Milano. Presidio antifascista a piazza Fontana contro il corteo di Forza Nuova. “Xenofobia e fascismo non sono state ancora sconfitte”, dice l’Anpi

Milano. Presidio antifascista a piazza Fontana contro il corteo di Forza Nuova. “Xenofobia e fascismo non sono state ancora sconfitte”, dice l’Anpi

“Milano antifascista credo che sia una delle caratteristiche della nostra città e, oggi, stiamo ristabilendo un po’ di ordine rispetto alle tante cose che si sono dette, anche perché qualcuno pensa che non ci sia più la forza e la determinazione di ribadire da che parte sta Milano, e così non è. Ognuno prende le decisioni che reputa opportune e noi abbiamo preso la decisione di essere in questa piazza, questo pomeriggio”, ha detto il vicesindaco di Milano Anna Scavuzzo, al suo arrivo in piazza Fontana, indossando la fascia tricolore, dove l’Anpi e le forze democratiche e antifasciste meneghine hanno organizzato un presidio per protestare contro la manifestazione di Forza Nuova, anch’essa trasformata in presidio, all’Arco della pace. In piazza Fontana è scesa la sinistra milanese, dall’Anpi al Comitato Memoria antifascista, dai partiti al mondo dell’associazionismo, dai sindacati a diversi consiglieri e assessori comunali. “Non ho apprezzato moltissimo lo spazio che è stato dato al presidio” di Forza Nuova, continua Scavuzzo. “Questa è una piazza che a Milano dice molto e dà ai cittadini l’energia e la forza per ristabilire quella capacità di stare dalla parte che si ritiene quella milanese”, sottolinea, riferendosi a piazza Fontana, teatro della strage del 12 dicembre 1969, quando un bomba neofascista esplose alla Banca nazionale dell’Agricoltura.

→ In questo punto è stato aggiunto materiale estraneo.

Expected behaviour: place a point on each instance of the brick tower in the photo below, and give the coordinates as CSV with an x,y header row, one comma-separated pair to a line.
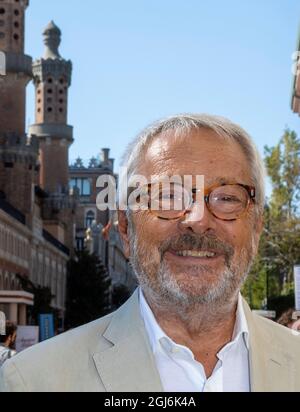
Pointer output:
x,y
18,153
52,78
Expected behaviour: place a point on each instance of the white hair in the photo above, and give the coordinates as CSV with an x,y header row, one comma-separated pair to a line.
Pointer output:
x,y
186,123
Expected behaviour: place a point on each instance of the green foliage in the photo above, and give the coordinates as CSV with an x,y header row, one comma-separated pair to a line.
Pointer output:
x,y
88,290
272,272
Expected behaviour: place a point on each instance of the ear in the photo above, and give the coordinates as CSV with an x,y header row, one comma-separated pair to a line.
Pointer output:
x,y
123,230
259,225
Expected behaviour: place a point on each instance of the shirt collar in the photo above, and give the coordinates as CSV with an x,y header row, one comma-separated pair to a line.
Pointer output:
x,y
157,335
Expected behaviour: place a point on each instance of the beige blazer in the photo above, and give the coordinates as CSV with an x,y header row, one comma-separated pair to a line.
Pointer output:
x,y
113,355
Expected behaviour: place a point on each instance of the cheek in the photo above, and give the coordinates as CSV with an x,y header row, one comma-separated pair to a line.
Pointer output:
x,y
239,234
152,232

“Io credo che qui, oggi, ci siano i milanesi. Sicuramente, oggi è un giorno nel quale ci ricordiamo quanto è importante continuare, non solo negli slogan: quando si dice ‘ora e sempre resistenza’ non è un modo di dire”, assicura. “Noi crediamo che, oggi, Milano debba dire, con forza, il proprio no a questo tipo di raduni, che negano la storia e le conquiste democratiche che hanno portato alla nostra Costituzione e alla nostra repubblica”, ha detto l’assessore milanese alla Mobilità e all’Ambiente Marco Granelli. “La preoccupazione c’è e il no deve essere fermo e culturale. Dobbiamo lavorare di più per innervare i valori democratici e farlo diventare patrimonio, soprattutto, delle generazioni più giovani. Dobbiamo lavorare di più nelle scuole, nelle relazioni, nella cultura, riportando la verità storica. Fare in modo che l’antifascismo torni a essere un principio forte”, spiega Granelli. “Questo è un momento doveroso per dire no a questo rigurgito e a qualsiasi richiamo nostalgico al fascismo e al nazismo e anche per dire di no a qualsiasi tentazione razzista. Manifestazioni come quella di Forza Nuova e altre formazioni di estrema destra penso siano da contrastare sul piano culturale e politico. Mi piacerebbe, anche, un Paese in cui si avesse più coraggio nel saperle proibire. Non ritengo una soluzione adeguata che vi sia uno dei luoghi più importanti della città con una manifestazione di gruppi di estrema destra, un’accozzaglia a cui è bene sbattere una porta in faccia”, gli fa eco l’assessore milanese alle Politiche sociali Pierfrancesco Majorino. “Ci vuole una reazione forte delle forze politiche democratiche e da parte delle autorità preposte alla difesa dell’ordine pubblico. C’è una deriva xenofoba e razzista che sta prendendo piede in Europa. In Italia il fascismo non è stato sconfitto culturalmente e politicamente”, è l’opinione del presidente dell’Anpi Milano Roberto Cenati.